Stevens appeared before the Senate Finance Committee Tuesday, supporting Senate Bill 18, his effort to partially reverse the initiative petition that adopted 90-day session limits for the Legislature.
Sen. Tom Wagoner, R-Kenai, one of the initiative sponsors, later denied he supported shorter sessions in an effort to reduce his workload.
“I ran for office to represent my constituents,” he said.
He said he’ll spend the time in session, whether it is maximum 90 days called for under statute or the maximum 120 days called for in the Constitution, as needed, but thinks the shorter period is more efficient.

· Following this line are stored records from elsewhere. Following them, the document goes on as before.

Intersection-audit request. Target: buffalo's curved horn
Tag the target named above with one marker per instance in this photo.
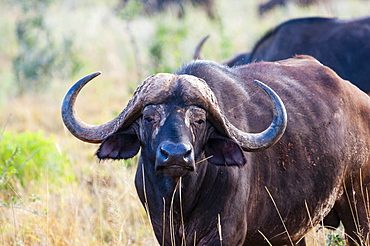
(198, 49)
(143, 95)
(81, 130)
(256, 141)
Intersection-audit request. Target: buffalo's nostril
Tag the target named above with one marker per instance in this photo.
(187, 154)
(175, 155)
(164, 152)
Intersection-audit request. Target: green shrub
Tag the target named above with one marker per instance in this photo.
(31, 157)
(40, 56)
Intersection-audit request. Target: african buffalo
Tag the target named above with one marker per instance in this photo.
(343, 45)
(223, 163)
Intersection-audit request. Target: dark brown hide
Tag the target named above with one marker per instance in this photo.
(320, 166)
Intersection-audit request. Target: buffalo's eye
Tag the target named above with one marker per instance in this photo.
(149, 119)
(200, 122)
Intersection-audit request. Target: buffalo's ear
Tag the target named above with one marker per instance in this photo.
(121, 145)
(224, 151)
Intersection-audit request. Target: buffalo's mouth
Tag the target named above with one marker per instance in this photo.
(175, 170)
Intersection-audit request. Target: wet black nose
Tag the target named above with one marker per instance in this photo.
(175, 155)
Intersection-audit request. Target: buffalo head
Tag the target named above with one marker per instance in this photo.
(177, 122)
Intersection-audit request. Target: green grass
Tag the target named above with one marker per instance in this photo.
(99, 205)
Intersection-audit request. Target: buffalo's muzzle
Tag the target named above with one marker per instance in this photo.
(175, 159)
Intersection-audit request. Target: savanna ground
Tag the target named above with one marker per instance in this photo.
(53, 191)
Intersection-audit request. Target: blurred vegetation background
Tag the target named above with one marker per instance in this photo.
(52, 189)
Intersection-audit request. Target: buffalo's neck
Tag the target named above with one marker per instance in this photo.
(198, 201)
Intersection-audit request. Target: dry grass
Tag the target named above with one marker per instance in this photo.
(101, 207)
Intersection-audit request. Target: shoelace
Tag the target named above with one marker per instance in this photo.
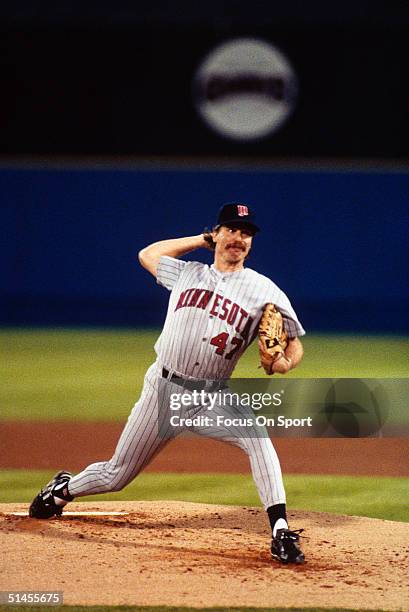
(292, 534)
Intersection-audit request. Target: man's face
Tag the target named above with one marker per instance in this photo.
(232, 243)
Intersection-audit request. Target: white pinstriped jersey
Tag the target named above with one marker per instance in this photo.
(213, 316)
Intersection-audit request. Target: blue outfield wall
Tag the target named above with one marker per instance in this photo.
(335, 241)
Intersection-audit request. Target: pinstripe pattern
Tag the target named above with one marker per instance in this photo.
(204, 304)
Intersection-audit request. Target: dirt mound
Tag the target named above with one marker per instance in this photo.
(186, 554)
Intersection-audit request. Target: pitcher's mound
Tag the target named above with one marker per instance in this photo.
(185, 554)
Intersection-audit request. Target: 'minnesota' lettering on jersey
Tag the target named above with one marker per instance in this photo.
(224, 309)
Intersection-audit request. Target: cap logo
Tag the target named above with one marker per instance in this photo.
(242, 211)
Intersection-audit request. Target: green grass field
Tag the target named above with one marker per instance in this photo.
(384, 498)
(98, 374)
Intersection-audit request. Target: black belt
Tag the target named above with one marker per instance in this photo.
(193, 385)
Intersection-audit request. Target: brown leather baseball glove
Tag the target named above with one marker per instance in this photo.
(272, 337)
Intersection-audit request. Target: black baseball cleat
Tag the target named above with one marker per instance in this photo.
(43, 506)
(285, 546)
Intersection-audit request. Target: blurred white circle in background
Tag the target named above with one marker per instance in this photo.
(245, 89)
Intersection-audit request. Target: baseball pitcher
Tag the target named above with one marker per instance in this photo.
(214, 314)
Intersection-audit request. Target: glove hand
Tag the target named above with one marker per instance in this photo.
(282, 365)
(272, 342)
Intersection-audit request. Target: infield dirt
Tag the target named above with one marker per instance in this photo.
(185, 554)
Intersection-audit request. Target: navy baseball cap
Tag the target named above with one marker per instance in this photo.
(238, 215)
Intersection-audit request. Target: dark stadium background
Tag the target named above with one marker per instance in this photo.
(102, 151)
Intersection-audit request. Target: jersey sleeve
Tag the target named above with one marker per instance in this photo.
(168, 271)
(291, 323)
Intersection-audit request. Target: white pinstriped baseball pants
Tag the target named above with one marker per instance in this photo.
(141, 440)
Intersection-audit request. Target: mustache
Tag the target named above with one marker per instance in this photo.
(236, 245)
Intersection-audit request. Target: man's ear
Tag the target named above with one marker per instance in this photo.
(215, 233)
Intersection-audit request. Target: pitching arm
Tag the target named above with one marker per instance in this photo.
(175, 247)
(291, 358)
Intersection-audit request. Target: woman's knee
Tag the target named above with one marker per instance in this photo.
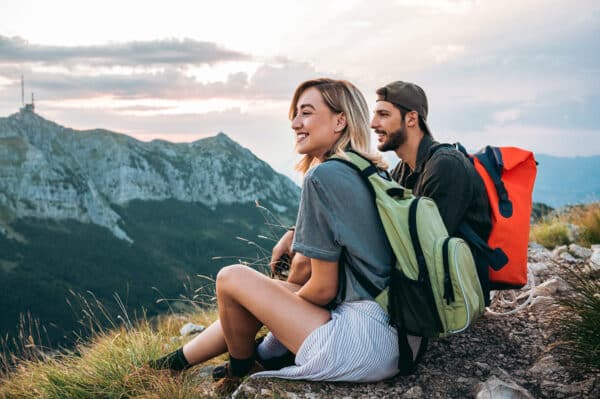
(231, 277)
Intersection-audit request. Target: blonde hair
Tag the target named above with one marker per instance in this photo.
(341, 96)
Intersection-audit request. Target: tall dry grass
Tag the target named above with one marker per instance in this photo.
(553, 229)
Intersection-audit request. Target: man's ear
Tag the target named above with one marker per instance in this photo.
(340, 122)
(412, 119)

“I’ve never shied away from work,” he said.
Stevens, though, told the Finance Committee that what may have been either an efficiency or cost saving measure has failed to produce the claimed benefits and has actually damaged the Legislature.
“It’s not working,” he said. “We have left the Legislature in a weakened position compared to the administration.”
He said he’s not surprised Gov. Sean Parnell likes the shorter sessions, but the legislators need the time in session to carry out their oversight functions.
That can include demanding answers about the cost overruns at the Mat-Su’s Goose Creek Prison under the Parnell administration’s watch, he said.
Wagoner said legislative leaders bear partial responsibility for any problems with the 90-day session, and could have required faster work or placed limits on bill introductions.
“There could have been a lot of things done to help the success of a 90-day session that haven’t been attempted,” he said.
The legislator versus legislator debate came about in part because of the unusual way the 90-day session limit came about.
Wagoner and two former legislators, Rep. Jay Ramras, R-Fairbanks, and Sen. Gretchen Guess, D-Anchorage, were frustrated with not being able to persuade their colleagues to adopt shorter sessions. The 120-day maximum is in the Alaska Constitution.
Unable to get the supermajority needed to amend the Constitution, or even the simple majority to pass a statute, the three went to the initiative process.
In the 2006 voters approved the 90-day maximum into law, but as a statute. The 120-day maximum remains in the Constitution.
The vote was also narrow, 50.8 percent in favor, with 49.2 percent opposed.
“It did pass, but it barely passed,” he said.
Legislators are allowed to repeal or amend voter-initiated laws after two years.
Stevens’ bill would retain the 90-day maximum for the first year of a two-year legislative session, but go to 120-days in the second year. Other proposals would repeal it entirely.
A new fiscal note, the Legislature’s official statement on what the bill would cost to implement, puts the cost at $450,000 in the second year of each sessions.
An earlier fiscal note in the maintained there would be no cost because there was already extra money budgeted for special sessions.
Senate Finance Co-chairman Bert Stedman, R-Sitka, said there was no way to estimate cost savings that are likely to come from increased oversight of state spending, such as the prison cost overruns.